Member of the Azerbaijan Parliament for Surakhani
- In office 1995–2010
- Preceded by: new constituency

Personal details
- Born: July 20, 1970 Baku, Azerbaijan SSR, Soviet Union
- Died: April 23, 2011 (aged 40) Baku, Azerbaijan
- Party: Independent
- Alma mater: Baku State University

= Anar Mammadkhanov =

Azerbaijani political leader (1970–2011)

Anar Jamal oghlu Mammadkhanov (Anar Camal oğlu Məmmədxanov, 20 July 1970, Baku, Azerbaijan SSR, Soviet Union – 23 April 2011, Baku, Azerbaijan) was a Member of the National Assembly of Azerbaijan, social activist and the captain of Guys from Baku KVN team.

==Life==
After graduating from Baku State University in 1991, he became the captain of Parni iz Baku KVN team. He served as an MP from Surakhani constituency from 1995 to 2005. He was widely praised for creating Day.az, which was Azerbaijan's first news portal.

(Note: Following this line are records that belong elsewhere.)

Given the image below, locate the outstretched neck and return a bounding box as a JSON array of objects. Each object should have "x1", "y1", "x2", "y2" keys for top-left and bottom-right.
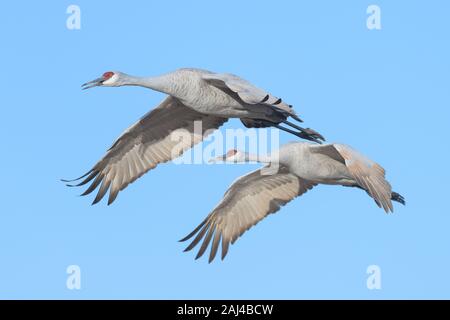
[
  {"x1": 244, "y1": 153, "x2": 272, "y2": 163},
  {"x1": 122, "y1": 75, "x2": 171, "y2": 94}
]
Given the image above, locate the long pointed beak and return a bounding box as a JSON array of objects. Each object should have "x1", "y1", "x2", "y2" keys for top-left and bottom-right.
[{"x1": 81, "y1": 78, "x2": 103, "y2": 90}]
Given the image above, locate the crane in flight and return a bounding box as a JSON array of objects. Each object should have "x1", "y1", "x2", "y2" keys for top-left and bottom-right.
[
  {"x1": 63, "y1": 68, "x2": 325, "y2": 205},
  {"x1": 180, "y1": 142, "x2": 405, "y2": 262}
]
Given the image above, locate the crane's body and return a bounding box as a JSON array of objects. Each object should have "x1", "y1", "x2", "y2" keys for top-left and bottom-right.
[
  {"x1": 279, "y1": 142, "x2": 357, "y2": 186},
  {"x1": 102, "y1": 68, "x2": 304, "y2": 123},
  {"x1": 66, "y1": 68, "x2": 324, "y2": 204},
  {"x1": 181, "y1": 142, "x2": 405, "y2": 262}
]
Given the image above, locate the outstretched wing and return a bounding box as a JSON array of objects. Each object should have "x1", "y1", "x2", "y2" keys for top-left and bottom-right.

On 23 April 2011, he died from sudden heart attack.

==Criticism==
He has been described in the media as populist and labeled far-right, though this is disputed by other observers. Mammadkhanov, who has refused to align himself with Azerbaijani far-right politicians such as Ganira Pashayeva and Ali S. Hasanov, views himself as a right-wing liberal. Mammadkhanov was also criticized as being a mere demagogue who attacks politicians on superficial issues and their private lives while being unable to provide a valid alternative.

==Personal life==
Mammadkhanov was greatly influenced by Winston Churchill's policies. He was an avid smoker and drinker for most of his life, something which eventually led to his death.